I am new to Docx4j
,Need help to split docx
file based on string using docx4j
Java,So that it writes output into multiple files.
I tried to do the same using Apache POI and got the output,however when tried to convert it into HTML, got issues on style missing,also added styles later, still facing the same issue.

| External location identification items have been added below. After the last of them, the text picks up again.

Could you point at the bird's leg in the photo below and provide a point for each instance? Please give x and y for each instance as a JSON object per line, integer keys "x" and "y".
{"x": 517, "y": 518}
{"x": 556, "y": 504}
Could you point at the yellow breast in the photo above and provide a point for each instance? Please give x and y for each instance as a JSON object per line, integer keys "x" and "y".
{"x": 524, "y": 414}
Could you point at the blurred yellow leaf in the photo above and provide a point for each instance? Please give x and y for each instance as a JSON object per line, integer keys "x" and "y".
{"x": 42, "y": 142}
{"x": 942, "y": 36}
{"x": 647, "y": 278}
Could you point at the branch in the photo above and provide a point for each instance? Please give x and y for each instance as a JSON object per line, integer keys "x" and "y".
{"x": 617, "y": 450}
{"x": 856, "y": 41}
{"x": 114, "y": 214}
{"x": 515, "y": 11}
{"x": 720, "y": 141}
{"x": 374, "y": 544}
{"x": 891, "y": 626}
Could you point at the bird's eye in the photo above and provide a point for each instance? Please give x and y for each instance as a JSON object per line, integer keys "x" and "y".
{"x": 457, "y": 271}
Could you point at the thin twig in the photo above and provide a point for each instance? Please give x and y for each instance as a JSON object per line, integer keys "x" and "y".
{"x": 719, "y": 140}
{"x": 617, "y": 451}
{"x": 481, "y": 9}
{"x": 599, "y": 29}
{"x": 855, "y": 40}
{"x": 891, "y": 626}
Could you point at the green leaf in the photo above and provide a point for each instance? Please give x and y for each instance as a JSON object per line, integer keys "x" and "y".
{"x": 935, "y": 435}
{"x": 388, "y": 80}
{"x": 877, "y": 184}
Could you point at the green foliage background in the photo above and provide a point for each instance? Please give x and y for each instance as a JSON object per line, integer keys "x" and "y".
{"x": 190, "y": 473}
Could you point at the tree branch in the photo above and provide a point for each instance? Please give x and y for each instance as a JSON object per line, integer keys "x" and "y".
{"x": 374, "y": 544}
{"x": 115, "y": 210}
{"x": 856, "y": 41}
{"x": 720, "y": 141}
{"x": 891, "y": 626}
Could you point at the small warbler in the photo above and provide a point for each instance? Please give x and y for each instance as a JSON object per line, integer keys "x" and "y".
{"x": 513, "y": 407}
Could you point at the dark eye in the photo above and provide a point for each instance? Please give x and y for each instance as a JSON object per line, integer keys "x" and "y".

Below is the code using apache poi:
public static int pos = 0;
public static int posc = 0;
public static String ind = "n";
final static int DEFAULT_FONT_SIZE = 10;
public static void main(String[] args) throws FileNotFoundException,
IOException, XmlException {
File file = null;
File outfilep = null;
File outfilec = null;
File dir = new File(PropertyUtils.getProperty("INPUT_DIR"));
String[] files = dir.list();
if (files.length == 0) {
System.out.println("The directory is empty");
} else {
for (String aFile : files) {
System.out.println(aFile);
file = new File(PropertyUtils.getProperty("INPUT_DIR") + aFile
+ "/" + aFile + ".docx");
outfilep = new File(PropertyUtils.getProperty("INPUT_DIR")
+ aFile + "/" + aFile + "-Product.docx");
outfilec = new File(PropertyUtils.getProperty("INPUT_DIR")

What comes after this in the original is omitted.